Наконец входные двери так же с натугой закрываются, и мрак прорезают три острых луча, льющиеся откуда-то сверху. Они выхватывают из темноты плотный плюшевый занавес, который в этот миг начинает разъезжаться в стороны, открывая бледный квадрат экрана. Людские головы разворачиваются к нему, застывают, словно заворожённые, и больше уже не шевелятся. Затихает беседа, меркнут мысли.
Экран наполняется чернотой, по нему пробегают яркие кресты, цифры, полосы и наконец…
Перед глазами пустыня. Она простирается до самого края, вливаясь в дрожащую полосу горизонта.

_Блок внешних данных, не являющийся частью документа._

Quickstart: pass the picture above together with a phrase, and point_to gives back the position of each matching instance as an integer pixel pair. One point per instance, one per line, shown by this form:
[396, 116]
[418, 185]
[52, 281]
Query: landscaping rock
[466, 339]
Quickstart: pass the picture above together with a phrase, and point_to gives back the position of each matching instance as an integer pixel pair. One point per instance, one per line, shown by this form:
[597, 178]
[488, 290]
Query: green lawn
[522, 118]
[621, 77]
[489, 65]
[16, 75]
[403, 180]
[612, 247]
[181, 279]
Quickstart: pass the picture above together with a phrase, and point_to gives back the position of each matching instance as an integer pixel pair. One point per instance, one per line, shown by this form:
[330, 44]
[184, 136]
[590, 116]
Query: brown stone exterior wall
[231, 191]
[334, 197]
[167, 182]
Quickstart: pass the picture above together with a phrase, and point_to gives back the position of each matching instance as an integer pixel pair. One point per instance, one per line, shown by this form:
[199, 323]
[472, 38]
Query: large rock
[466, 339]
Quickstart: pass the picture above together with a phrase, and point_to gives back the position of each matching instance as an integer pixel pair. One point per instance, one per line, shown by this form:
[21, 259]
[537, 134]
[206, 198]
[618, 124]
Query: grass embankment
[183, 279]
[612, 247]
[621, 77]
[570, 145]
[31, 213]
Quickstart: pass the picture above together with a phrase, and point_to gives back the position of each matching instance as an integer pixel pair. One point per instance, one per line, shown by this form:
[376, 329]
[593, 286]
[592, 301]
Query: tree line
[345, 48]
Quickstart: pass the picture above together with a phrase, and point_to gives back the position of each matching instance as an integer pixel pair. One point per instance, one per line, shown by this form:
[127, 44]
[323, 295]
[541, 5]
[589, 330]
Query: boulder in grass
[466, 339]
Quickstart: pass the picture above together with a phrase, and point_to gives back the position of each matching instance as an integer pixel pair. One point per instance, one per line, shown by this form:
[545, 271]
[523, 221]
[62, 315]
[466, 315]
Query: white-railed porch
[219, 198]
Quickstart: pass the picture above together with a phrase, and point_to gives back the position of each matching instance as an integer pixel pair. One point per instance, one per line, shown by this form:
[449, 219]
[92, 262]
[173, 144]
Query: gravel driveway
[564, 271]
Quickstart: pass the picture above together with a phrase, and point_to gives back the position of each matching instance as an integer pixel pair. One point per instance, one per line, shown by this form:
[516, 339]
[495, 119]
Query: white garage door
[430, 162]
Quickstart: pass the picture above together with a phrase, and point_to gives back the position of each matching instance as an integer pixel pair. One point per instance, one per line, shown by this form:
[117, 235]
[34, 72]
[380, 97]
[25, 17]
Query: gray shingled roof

Высокое небо несёт на себе редкие облака, чернея синеватой бездной в самом зените.
Да будет свет!
Рваная дыра вспарывает экран по центру, слепя глаза. Беззвучная музыка света в миг пробегает по своим нотам от опустошающей белизны до пурпурно-красных переливов и, наконец, возвращается к обычным тонам. И уже нет пустыни до самого горизонта, нет ленивых облаков и загадочного зенита. Вверх надрывно рвётся армада огня, тонны пепла, в пьяном вихре закручиваясь в дьявольское копыто. Облака сметены, втиснуты между небом и горизонтом, затоптаны в пыль.
И только как отголосок далёкого грома, до ушей долетает зудящий гул, и лица зрителей опаляет горячий сухой ветер.